Overall, our network and controllability analysis provide a unified time-resolved mechanistic model of EMT and reveal previously unknown EMT drivers and potential drug targets.

Discussion

As simultaneous acquisition of multiple layers of biological information from the same samples is key to maximize the amount of information gained49 we implemented PAMAF to study TGFβ-induced EMT as an example model system. Since EMT is well-studied, albeit with notable molecular and omics bias, we provide comparisons with existing knowledge to gauge the validity of our modeling outputs and predictions. For additional support, we provide direct experimental validations for several key predictions in our study. Below we discuss some of the highlights of this study and how it extends existing knowledge at a systems-scale.

Resource

PAMAF enabled a detailed investigation of TGFβ-induced EMT, quantifying >61,000 molecules from 12 omics layers in MCF10A cells across 10 timepoints over 12 days, with three independent biological replicates. In addition, using TMT to multiplex all 10 time-points of each of 7 proteomic layers increased sensitivity. We also performed deep scRNAseq to quantify expression of >9700 genes in >1900 single cells. A key strength of the resulting datasets is that all data are acquired concurrently from the exact same set of samples, unlike heterogeneous sources in existing EMT databases. We compiled all generated datasets into the EMT-ExMap resource which is freely available at https://www.bu.edu/dbin/cnsb/emtapp/. In addition to transcriptome and miRNAome, we demonstrate that EMT is associated with widespread subcellular proteomic and metabolomic alterations. Apart from being a resource EMT-ExMap also opens opportunities for multimodal integration with other co-acquired datasets, potentially encouraging bioinformaticians to develop integrative tools.

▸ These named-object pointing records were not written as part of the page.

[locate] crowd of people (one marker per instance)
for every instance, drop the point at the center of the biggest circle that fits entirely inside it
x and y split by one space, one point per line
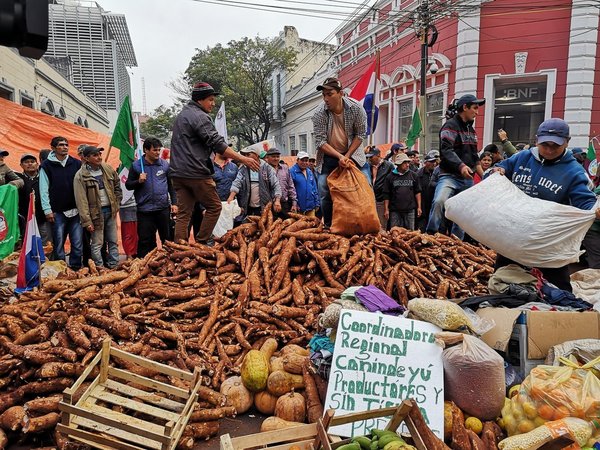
80 198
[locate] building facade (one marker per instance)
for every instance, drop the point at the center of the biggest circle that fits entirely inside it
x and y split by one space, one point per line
288 88
36 84
99 46
530 60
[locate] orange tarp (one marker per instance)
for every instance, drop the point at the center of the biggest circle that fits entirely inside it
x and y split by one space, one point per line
25 130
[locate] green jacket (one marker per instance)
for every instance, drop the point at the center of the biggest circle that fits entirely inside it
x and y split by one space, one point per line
87 195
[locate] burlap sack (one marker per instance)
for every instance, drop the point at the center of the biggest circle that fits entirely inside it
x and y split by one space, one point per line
353 199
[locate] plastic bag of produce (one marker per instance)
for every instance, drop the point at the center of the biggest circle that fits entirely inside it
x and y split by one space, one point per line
473 376
354 209
548 234
579 430
552 393
229 211
443 313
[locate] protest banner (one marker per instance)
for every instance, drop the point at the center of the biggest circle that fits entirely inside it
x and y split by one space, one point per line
378 362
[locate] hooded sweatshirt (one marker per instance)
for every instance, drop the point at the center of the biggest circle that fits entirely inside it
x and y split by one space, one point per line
561 181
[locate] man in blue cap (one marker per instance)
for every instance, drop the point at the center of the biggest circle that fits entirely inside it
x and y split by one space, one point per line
459 160
550 172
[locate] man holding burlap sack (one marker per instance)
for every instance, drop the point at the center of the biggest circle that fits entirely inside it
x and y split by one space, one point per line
340 125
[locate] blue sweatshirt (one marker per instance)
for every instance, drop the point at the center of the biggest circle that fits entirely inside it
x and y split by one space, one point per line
562 181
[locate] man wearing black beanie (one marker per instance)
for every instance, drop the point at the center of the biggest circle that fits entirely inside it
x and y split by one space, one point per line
194 139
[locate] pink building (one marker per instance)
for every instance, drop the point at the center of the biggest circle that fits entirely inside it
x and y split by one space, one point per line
530 60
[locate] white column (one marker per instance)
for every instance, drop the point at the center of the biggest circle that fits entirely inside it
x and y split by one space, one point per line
583 41
467 52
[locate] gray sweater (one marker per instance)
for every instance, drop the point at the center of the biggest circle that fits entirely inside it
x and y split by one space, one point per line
268 186
194 139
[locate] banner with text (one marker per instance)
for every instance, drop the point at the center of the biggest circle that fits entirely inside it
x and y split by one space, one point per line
378 362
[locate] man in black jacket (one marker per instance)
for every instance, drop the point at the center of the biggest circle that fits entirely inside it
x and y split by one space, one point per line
380 169
459 161
194 139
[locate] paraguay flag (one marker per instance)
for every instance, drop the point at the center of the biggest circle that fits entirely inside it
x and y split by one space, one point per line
32 253
366 92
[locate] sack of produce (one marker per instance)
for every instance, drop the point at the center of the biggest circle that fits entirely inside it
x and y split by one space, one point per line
443 313
549 234
354 209
552 393
473 376
580 431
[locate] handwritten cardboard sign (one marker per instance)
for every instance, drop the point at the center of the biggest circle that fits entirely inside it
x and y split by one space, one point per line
378 362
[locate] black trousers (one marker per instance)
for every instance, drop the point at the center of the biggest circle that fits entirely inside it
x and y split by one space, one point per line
148 224
559 276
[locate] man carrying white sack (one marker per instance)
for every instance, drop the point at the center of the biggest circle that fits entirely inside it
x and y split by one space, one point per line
550 172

Inter-relationships between layers

The ability of neighbor-joining clustering to group the time points into sequential major stages of EMT suggested a topologically coordinated differentiation program which transitioned each molecular layer from E to M. However, the overlap between the omic layers was not absolute, and each layer evolved distinctly during EMT. At the molecular level, while only 8% of GLYCO proteins were altered as much as 40% of SEC proteins were differentially expressed, indicating heterogeneity in the extent of omic-level reprogramming during EMT. Such results emphasize that a more complex concept of EMT in addition to the prevalent concepts of a core set of TFs and miRNAs is necessary for a better understanding of the subtleties of this highly dynamic process.

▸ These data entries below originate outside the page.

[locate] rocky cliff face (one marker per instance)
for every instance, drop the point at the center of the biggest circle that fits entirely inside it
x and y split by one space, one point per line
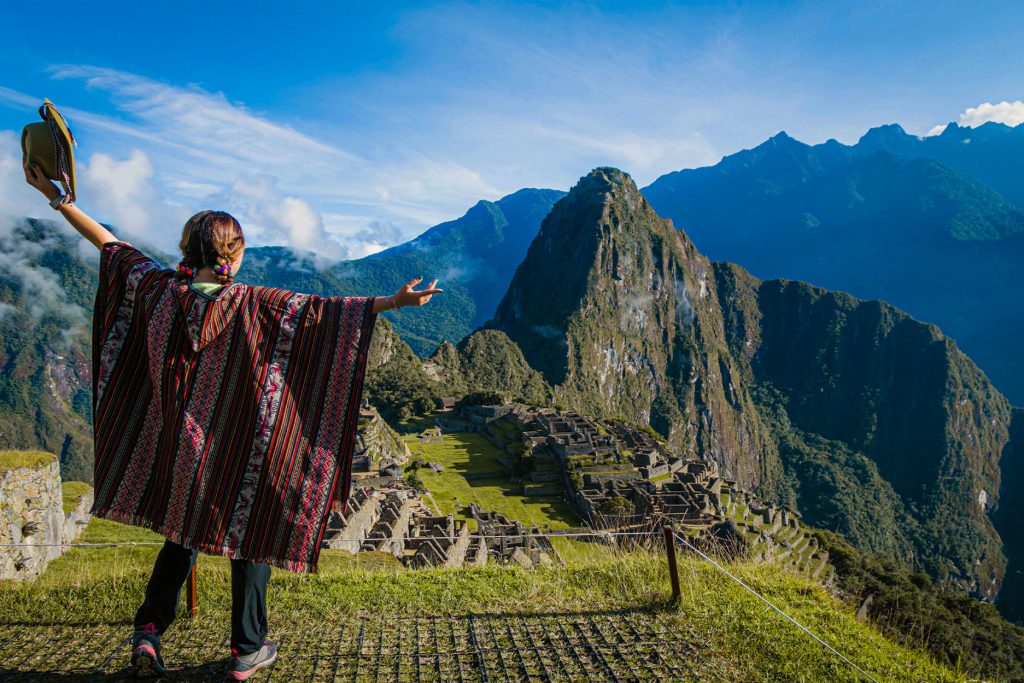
1009 518
887 399
620 312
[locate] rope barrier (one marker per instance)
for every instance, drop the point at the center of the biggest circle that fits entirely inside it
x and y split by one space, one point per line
547 535
542 535
769 603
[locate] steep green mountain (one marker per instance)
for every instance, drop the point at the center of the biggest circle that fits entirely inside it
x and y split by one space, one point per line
46 298
1009 517
473 257
617 309
487 360
912 221
865 419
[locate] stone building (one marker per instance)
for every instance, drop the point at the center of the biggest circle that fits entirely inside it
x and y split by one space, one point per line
32 513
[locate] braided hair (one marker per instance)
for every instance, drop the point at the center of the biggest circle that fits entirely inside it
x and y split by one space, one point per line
211 239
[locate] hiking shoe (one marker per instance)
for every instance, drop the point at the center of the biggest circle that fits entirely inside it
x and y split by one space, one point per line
243 666
145 658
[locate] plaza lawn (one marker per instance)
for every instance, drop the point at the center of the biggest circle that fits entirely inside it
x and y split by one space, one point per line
462 454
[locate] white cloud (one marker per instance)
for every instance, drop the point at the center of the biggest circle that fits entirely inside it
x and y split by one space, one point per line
268 216
42 294
1011 114
198 144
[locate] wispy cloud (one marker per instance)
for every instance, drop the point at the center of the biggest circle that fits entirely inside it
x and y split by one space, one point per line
1011 114
171 151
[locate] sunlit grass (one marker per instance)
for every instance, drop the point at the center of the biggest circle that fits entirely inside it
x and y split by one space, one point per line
737 636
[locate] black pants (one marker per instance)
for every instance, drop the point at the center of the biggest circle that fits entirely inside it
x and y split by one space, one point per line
248 596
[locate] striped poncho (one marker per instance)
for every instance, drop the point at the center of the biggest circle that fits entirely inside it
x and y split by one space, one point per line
223 423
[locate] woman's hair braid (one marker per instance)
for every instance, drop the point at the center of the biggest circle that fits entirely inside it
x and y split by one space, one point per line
211 239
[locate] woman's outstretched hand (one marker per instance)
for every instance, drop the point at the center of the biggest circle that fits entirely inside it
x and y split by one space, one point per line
34 176
407 296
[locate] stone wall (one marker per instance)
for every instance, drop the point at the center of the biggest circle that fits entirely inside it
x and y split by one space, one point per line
32 515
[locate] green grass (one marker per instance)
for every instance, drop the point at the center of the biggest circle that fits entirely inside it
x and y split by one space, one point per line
73 492
738 638
12 460
469 453
466 453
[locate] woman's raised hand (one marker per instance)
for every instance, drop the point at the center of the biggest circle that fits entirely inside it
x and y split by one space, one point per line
407 296
34 176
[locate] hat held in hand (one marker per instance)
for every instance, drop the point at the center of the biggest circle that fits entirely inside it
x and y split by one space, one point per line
49 145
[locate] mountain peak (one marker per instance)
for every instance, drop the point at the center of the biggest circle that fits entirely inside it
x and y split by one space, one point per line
886 136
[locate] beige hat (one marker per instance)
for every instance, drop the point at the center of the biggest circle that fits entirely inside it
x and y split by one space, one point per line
50 145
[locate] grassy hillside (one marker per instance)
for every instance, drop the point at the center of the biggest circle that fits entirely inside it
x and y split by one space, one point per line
733 637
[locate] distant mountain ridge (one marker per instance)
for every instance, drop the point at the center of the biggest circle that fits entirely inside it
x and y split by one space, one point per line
933 225
473 256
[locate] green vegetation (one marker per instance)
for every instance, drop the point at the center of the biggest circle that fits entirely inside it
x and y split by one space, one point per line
12 460
396 383
462 454
45 395
72 493
737 639
909 608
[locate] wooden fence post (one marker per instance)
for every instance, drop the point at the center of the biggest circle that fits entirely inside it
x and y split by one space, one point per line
670 548
192 593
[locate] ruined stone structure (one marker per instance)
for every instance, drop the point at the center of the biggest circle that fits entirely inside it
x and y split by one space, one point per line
505 540
619 476
32 516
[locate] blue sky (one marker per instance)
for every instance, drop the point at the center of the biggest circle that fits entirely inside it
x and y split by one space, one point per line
334 127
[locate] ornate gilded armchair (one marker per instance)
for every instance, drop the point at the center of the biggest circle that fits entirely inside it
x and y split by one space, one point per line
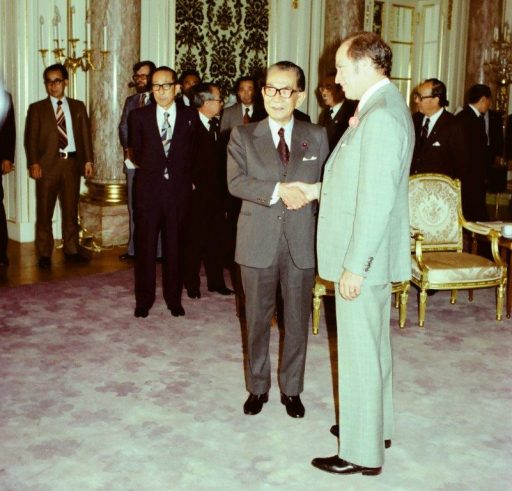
438 261
323 287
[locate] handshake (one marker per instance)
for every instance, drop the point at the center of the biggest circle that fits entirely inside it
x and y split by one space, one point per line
297 194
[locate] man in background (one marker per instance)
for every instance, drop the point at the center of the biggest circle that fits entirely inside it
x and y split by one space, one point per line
59 150
142 71
7 147
439 143
338 110
206 222
163 138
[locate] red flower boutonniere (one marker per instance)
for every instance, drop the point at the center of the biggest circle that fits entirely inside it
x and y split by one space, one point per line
353 122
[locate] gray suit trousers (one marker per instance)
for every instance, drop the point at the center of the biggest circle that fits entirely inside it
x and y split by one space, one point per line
365 375
260 286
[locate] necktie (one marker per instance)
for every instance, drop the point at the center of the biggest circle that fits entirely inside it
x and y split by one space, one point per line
61 126
282 148
247 118
214 128
166 139
424 129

Regulatory autonomy between proteomics layers

Transcript–protein discordance has been contextually attributed to the physical properties and stability of mRNA, alternative splicing, ribosome dynamics, local availability of resources, protein stability, translation control and delay. Notwithstanding, meta-analysis of EMT-ExMap revealed a remarkably poor concordance between even the proteome layers themselves (i.e., WCP, EXOS, SEC, GLYCO, MEM and NUC). For example, the qualitative and quantitative differences between EXOS and SEC are striking (Figs. 2a, d3c) yet not widely appreciated or understood. Moreover, several proteins exhibited nonlinear or even opposite temporal expression patterns between the regulatory layers during EMT (Fig. 2h, Supplementary Fig. 4i). These observations indicate the pitfalls of assigning gene function based on a single layer and reveals fundamental distinctions in regulatory mechanisms operating at the individual protein level.

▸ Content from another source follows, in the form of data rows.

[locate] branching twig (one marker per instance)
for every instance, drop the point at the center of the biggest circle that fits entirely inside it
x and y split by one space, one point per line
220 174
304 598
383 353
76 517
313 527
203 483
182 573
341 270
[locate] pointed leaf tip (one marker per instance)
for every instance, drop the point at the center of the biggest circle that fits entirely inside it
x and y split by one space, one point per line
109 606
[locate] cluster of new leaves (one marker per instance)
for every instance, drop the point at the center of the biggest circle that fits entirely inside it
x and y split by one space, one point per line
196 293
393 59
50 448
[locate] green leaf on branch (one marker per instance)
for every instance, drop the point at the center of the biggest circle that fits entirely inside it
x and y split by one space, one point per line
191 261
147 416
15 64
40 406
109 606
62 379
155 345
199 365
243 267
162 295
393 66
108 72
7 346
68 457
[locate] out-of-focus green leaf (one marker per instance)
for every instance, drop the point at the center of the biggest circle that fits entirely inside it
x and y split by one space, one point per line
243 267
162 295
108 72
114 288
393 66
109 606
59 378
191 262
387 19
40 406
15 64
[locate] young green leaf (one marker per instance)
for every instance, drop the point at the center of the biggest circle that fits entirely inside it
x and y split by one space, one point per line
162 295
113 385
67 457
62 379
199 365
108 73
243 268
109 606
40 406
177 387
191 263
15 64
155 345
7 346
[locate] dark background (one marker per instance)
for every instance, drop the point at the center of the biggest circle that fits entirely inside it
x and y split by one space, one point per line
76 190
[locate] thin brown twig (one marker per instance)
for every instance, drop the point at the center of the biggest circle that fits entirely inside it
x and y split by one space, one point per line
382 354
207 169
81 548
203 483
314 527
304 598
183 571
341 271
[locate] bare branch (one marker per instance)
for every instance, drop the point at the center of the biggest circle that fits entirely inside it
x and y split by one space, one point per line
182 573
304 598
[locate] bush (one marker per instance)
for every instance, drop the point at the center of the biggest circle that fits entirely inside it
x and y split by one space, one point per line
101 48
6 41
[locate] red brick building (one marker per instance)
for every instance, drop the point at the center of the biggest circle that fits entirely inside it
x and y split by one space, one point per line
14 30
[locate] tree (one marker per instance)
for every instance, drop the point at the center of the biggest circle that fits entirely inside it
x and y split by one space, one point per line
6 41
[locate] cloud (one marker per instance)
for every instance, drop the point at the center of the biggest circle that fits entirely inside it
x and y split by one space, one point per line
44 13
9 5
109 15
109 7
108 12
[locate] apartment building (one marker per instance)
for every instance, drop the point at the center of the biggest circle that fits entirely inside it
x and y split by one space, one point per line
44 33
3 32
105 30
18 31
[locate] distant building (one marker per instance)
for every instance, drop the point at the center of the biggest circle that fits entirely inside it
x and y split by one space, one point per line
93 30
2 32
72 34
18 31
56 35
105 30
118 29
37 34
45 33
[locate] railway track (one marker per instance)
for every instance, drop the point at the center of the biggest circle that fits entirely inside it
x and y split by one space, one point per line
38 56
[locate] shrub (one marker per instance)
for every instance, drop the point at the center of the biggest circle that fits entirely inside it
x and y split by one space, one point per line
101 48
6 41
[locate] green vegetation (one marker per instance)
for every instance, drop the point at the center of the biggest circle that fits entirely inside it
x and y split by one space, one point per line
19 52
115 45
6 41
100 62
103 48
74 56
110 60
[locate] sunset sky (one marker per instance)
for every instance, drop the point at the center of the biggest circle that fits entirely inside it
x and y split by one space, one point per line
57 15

Distinct regulatory classes of genes

Integration of transcriptome and various proteomic layers allowed us to define three classes of genes (i.e., Class I, Class II-A and Class II-B). The identification of 1,205 Class II genes demonstrated that either MRNA and/or WCP is insufficient in describing EMT which necessitated a near-comprehensive PAMAF-like approach. Interestingly, most genes maintained their respective classes in other short-term adaptations (Supplementary Fig. 2i), thus identifying an evolutionary conserved but poorly understood regulatory mechanism. These results may also constitute an important step in creating analytical frameworks to interpret disease-specific datasets. For example, transcriptome analysis of a tumor can be used to extrapolate protein quantity and function for Class I genes but may not be valid for Class II genes. Similarly, for clinical samples with limited availability, comparative modeling between the classes of genes could be useful in choosing the most appropriate experimental approach.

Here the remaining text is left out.